Zing Forum

Reading

Building a High-Performance Neural Network Engine from Scratch: Practical Deep Integration of C++ and CUDA

This article introduces a neural network engine project implemented entirely from scratch, demonstrating how to use C++ and CUDA to build high-performance deep learning basic components, including matrix operation acceleration, fully connected layer implementation, and support for multiple activation functions.

CUDAC++神经网络GPU加速深度学习矩阵运算并行计算机器学习引擎
Published 2026-06-06 23:43Recent activity 2026-06-06 23:51Estimated read 7 min
Building a High-Performance Neural Network Engine from Scratch: Practical Deep Integration of C++ and CUDA
1

Section 01

[Introduction] Building a High-Performance Neural Network Engine with C++ and CUDA Integration from Scratch

This article introduces the open-source project CUDA-Neural-Network-Engine, which builds core neural network components from scratch using C++ and achieves GPU acceleration via CUDA, covering basic modules such as matrix operations, fully connected layers, and multiple activation functions.
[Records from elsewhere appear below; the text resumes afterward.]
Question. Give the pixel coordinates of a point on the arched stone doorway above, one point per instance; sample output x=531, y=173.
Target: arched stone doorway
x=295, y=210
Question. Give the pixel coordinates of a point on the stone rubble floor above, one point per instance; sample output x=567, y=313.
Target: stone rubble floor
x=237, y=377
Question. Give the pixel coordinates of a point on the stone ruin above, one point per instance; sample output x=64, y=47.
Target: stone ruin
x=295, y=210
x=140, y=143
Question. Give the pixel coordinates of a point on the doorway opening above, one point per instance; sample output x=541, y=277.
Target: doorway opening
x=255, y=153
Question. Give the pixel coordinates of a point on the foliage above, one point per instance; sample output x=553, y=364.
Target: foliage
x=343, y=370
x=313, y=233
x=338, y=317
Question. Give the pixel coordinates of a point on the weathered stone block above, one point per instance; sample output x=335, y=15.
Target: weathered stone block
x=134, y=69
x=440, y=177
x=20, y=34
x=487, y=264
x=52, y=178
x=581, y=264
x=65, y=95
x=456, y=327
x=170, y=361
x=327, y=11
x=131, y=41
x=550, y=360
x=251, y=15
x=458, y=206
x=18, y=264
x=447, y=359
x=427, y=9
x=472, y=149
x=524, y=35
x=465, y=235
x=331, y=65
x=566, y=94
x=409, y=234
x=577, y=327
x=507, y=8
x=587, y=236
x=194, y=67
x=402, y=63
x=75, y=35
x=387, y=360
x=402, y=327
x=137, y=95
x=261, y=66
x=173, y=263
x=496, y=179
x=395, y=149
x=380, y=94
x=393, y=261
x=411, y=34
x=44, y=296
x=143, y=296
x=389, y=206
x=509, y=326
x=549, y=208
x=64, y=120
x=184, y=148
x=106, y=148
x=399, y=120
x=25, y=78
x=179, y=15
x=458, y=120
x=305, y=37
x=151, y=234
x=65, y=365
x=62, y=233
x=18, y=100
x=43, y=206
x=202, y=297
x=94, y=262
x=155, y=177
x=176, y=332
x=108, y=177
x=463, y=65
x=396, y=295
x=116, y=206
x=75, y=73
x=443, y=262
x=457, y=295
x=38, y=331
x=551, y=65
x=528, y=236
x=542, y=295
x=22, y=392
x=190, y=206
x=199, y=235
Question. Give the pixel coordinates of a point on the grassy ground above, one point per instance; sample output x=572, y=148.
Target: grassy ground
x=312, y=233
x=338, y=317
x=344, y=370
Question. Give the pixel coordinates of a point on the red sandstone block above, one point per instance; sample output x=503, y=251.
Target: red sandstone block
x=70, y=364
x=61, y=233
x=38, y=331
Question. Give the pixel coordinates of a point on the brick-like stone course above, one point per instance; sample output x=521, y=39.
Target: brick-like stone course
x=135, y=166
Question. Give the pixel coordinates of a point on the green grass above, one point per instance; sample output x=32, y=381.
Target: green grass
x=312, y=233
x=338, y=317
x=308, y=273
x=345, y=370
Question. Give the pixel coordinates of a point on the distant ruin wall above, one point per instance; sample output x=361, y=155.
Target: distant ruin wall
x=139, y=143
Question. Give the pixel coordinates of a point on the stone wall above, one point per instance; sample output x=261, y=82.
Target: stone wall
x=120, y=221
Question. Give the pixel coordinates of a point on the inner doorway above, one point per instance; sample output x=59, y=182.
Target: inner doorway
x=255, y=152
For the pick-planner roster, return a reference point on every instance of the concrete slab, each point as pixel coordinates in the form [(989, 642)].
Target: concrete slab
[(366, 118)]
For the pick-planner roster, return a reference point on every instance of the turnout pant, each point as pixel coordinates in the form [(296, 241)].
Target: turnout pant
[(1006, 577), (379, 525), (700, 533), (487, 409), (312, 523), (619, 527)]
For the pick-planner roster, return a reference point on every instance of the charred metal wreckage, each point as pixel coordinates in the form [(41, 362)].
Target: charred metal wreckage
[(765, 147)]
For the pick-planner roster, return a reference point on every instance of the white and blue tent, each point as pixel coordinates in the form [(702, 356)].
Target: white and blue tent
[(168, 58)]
The project is both educational and practical, helping developers gain an in-depth understanding of the underlying mechanisms of neural networks while demonstrating engineering practices for heterogeneous computing.

2

Section 02

Project Background: Why Build a Neural Network Engine from Scratch?

In today's era where mature frameworks like PyTorch and TensorFlow are widely used, building a neural network engine from scratch still has irreplaceable learning value. This project (CUDA-Neural-Network-Engine) was developed by MashrafeeAryan and released on GitHub in June 2026. It aims to enable developers to master the underlying operating mechanisms of neural networks through complete modular implementation, while combining CPU parallelism and CUDA acceleration to intuitively experience the performance advantages of GPU parallel computing.

3

Section 03

Core Components and Architecture Design: Basic Building Blocks of Neural Networks

The project adopts a layered architecture, with core components including:

  1. Matrix Operation Module: Encapsulates matrix operations, supports CPU multi-thread parallelism and GPU acceleration, manages memory following the RAII principle, and overloads operators to improve readability.
  2. Fully Connected Layer: Implements forward propagation (output=activation(input*weights+bias)) and backpropagation (calculates gradients using the chain rule).
  3. Activation Functions: Supports three commonly used functions—ReLU, Sigmoid, and Softmax—to introduce nonlinear capabilities.
  4. Loss Function: Implements Mean Squared Error (MSE) for performance measurement in regression tasks.
4

Section 04

CUDA Acceleration: Unleashing the Potential of GPU Parallel Computing

Large-scale matrix operations in neural network training are limited by the number of CPU cores, and the parallel architecture of GPUs can break this bottleneck. The project achieves GPU acceleration for matrix multiplication via CUDA:

  • Uses GPU cores to compute matrix dot products in parallel, reducing computation time.
  • Optimizes data transfer: Minimizes data copying between CPU and GPU, prioritizing computation on the GPU.
  • Collaborates with CPU parallelism: Uses C++ multi-threading for operations unsuitable for GPUs to achieve heterogeneous computing.
5

Section 05

Engineering Practices: Modular Design and Quality Assurance

The project embodies good software engineering practices:

  • Modular Architecture: Organizes directories into include (header files), src (implementations), apps (examples), and tests (tests).
  • CMake Build: Supports cross-platform compilation and provides build commands for Windows (MinGW).
  • Unit Testing: Covers core components such as matrix operations, layers, and activation functions to ensure code correctness.
  • Modern C++ Features: Uses RAII, templates, smart pointers, etc., to improve code safety and reusability.
6

Section 06

Learning Value: In-Depth Understanding of Deep Learning Fundamentals and High-Performance Computing

The learning significance of this project includes:

  1. Understanding of Underlying Principles: Master the mathematical principles of neural networks by implementing backpropagation and gradient descent.
  2. Introduction to High-Performance Computing: Learn the basics of CUDA programming (memory management, kernel functions, thread organization).
  3. Improvement of Engineering Capabilities: Practice professional skills such as modular design, unit testing, and build system configuration.
7

Section 07

Future Outlook: Project Expansion and Optimization Directions

Possible directions for further expansion of the project include:

  • Supporting convolutional layers and pooling layers to extend to image processing tasks.
  • Implementing recurrent layers such as LSTM/GRU to handle sequence data.
  • Adding optimizers like Adam and RMSprop to improve training efficiency.
  • Supporting mini-batch training and optimizing batch normalization implementation.
  • Exploring advanced CUDA features (shared memory, cuBLAS library) to further enhance GPU performance.